告诉您正在处理的行的偏移量。除非行的长度完全相同，否则无法从偏移量计算行号，但它确实允许您确定排序是否有用

第二个选项是只在映射器中跟踪它。您可以将代码更改为以下内容：

public static class TestMapper extends Mapper<LongWritable, Text, Text, Text> {

    private long currentLineNum = 0;
    private Text test = new Text("Test");   

    public void map(LongWritable key, Text value, Context context) 
                          throws IOException, InterruptedException {

        context.write(test, new Text(currentLineNum + "_" + value));
        currentLineNum++; 
    }
}

公共静态类TestMapper扩展了Mapper{
私有长currentLineNum=0；
专用文本测试=新文本（“测试”）；
公共void映射（可长写键、文本值、上下文）
抛出IOException、InterruptedException{
编写（测试，新文本（currentLineNum+“”+值））；
currentLineNum++；
}
}

您还可以将矩阵表示为元组行，并在每个元组上包含行和列，这样当您在文件中读取时，您就可以获得这些信息。如果您使用的文件只是构成2D数组的空格或逗号分隔值，则很难确定您当前在映射器中使用的是哪一行（行）

我不清楚输入文件分区的

行索引实际上是什么意思。你能澄清一下吗？@BinaryNerd我可能错了，但我认为它应该是输入文件的行id。假设文件中有100行，我希望知道映射器正在处理的当前行是什么（所以是0-99或1-100之间的数字）。嗯，我可以使用偏移量。我看到它是6的倍数，是的，线的长度应该是相同的。对于您上面提供的内容，它如何知道当前行是什么？我的假设是，映射器同时工作，因此上面的计数器可能没有正确的行编号。

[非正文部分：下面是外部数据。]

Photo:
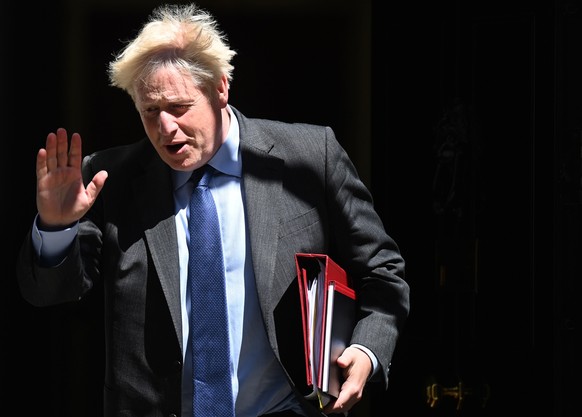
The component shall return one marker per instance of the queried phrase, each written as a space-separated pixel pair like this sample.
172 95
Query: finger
75 151
96 185
50 155
62 148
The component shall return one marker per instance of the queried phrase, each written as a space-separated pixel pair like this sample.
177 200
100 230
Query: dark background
464 118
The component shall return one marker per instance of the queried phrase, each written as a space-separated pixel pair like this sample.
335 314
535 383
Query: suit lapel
262 179
153 191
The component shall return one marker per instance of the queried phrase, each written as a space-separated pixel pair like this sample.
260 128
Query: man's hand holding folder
328 308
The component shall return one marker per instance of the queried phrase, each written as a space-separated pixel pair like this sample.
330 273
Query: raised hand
61 197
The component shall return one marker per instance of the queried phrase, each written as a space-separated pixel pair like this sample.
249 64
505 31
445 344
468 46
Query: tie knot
201 176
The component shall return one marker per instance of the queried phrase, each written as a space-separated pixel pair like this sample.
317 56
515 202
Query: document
328 309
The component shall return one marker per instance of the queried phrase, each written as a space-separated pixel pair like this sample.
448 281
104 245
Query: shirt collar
226 159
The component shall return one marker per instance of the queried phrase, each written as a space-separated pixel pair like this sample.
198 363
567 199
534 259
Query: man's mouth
174 148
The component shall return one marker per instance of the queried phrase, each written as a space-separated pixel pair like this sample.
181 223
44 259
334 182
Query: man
120 216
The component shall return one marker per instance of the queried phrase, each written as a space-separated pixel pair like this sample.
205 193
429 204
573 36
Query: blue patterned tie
212 385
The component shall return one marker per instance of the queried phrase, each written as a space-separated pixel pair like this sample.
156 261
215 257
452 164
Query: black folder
328 313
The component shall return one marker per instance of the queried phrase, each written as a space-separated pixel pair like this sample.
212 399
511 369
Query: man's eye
182 107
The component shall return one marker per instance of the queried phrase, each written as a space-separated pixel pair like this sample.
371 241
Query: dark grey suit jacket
302 195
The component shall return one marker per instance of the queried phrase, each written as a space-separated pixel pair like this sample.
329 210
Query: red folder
328 315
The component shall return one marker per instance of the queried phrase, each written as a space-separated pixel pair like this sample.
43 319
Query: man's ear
222 91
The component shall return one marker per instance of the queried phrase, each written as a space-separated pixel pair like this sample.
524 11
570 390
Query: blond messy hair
184 37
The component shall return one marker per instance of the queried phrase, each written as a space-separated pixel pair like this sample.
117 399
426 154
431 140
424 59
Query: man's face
184 125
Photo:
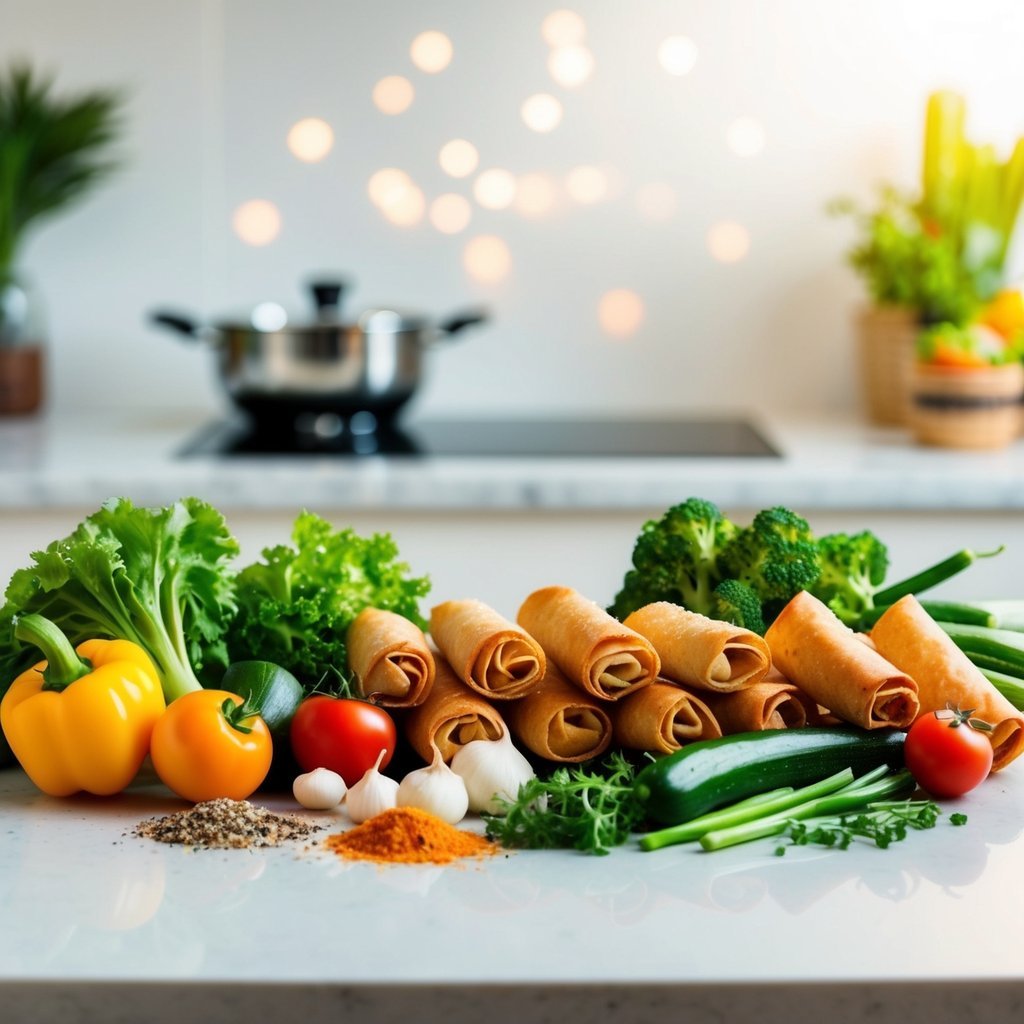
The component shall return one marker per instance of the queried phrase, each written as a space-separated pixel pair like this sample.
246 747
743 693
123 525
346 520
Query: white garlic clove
436 790
320 790
493 770
372 795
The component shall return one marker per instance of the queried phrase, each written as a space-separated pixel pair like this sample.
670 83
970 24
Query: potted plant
52 151
968 382
933 257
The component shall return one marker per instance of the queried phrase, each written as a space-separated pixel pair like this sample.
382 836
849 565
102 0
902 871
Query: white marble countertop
80 460
96 919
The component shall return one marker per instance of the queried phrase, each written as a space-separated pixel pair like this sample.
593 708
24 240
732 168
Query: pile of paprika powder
409 836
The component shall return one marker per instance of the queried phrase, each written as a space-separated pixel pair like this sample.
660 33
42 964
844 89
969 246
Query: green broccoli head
676 558
735 602
776 556
853 568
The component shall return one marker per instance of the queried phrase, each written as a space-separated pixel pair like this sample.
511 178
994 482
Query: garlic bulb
373 794
436 790
492 769
320 790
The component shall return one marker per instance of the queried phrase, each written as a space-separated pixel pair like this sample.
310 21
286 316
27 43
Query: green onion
752 809
838 803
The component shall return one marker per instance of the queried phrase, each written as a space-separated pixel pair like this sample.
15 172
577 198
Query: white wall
838 86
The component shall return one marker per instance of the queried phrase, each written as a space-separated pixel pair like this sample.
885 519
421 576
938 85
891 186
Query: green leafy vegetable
906 260
883 824
853 567
775 555
296 604
676 558
591 809
695 557
160 578
733 601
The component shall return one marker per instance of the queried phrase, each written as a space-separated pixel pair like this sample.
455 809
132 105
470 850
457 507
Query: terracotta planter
22 359
966 408
886 339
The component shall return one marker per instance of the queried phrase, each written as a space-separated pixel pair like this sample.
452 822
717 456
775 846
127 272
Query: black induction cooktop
701 437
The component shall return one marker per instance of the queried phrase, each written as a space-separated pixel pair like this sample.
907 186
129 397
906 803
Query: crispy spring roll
390 658
451 717
559 722
824 657
594 650
699 651
662 717
491 654
772 704
910 638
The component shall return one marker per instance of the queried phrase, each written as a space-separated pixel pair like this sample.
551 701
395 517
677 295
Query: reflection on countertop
825 462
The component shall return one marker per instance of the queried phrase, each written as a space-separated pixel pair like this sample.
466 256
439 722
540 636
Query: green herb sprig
591 809
883 824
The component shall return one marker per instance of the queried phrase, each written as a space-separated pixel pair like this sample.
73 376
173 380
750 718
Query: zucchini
711 773
273 691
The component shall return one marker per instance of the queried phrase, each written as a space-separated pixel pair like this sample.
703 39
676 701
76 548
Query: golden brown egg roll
772 704
824 657
558 721
910 638
491 654
390 658
452 716
662 717
594 650
699 651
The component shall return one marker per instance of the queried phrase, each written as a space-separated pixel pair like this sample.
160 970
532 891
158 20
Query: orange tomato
949 355
207 744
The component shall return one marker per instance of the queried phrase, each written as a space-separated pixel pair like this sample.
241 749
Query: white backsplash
838 89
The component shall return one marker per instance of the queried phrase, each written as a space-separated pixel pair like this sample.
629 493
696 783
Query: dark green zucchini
705 775
273 691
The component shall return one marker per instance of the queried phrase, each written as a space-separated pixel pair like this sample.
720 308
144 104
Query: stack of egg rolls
910 638
838 670
390 658
594 650
492 655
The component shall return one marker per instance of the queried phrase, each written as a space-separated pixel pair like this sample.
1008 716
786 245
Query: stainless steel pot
281 374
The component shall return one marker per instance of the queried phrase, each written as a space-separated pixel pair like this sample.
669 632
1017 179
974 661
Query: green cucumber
273 691
711 773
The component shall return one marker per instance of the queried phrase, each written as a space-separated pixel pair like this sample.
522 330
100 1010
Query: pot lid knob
327 295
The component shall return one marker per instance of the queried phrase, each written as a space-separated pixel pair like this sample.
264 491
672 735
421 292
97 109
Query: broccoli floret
853 568
676 558
735 602
776 556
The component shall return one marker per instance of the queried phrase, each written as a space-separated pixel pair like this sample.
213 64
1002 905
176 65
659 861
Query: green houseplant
935 256
52 150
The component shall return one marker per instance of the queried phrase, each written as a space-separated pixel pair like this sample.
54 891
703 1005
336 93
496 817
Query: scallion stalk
842 802
752 809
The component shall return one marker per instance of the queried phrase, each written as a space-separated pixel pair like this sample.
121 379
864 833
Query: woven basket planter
968 408
886 340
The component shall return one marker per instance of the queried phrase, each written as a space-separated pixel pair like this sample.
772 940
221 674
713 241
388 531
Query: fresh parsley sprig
591 809
882 823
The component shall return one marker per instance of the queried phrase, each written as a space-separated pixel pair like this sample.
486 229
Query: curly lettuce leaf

例如，如果要完成的第一个映射器是第5行的映射器，那么它的当前行号不是为1吗？映射器的每个实例都将依次处理文件中的行/拆分其工作。如果有多个映射程序正在运行，则每个映射程序都将处理自己的分割。不存在对文件的并发访问，因此您可以使用上述简单方法跟踪该行。你需要确保你的输入没有分裂，所以使用类似gz压缩的东西。明白了。非常感谢你。我以为它是并发的，所以变量会被关闭，但只是在一个大数据集上测试了它，并完全按照您提到的那样工作。谢谢你的帮助。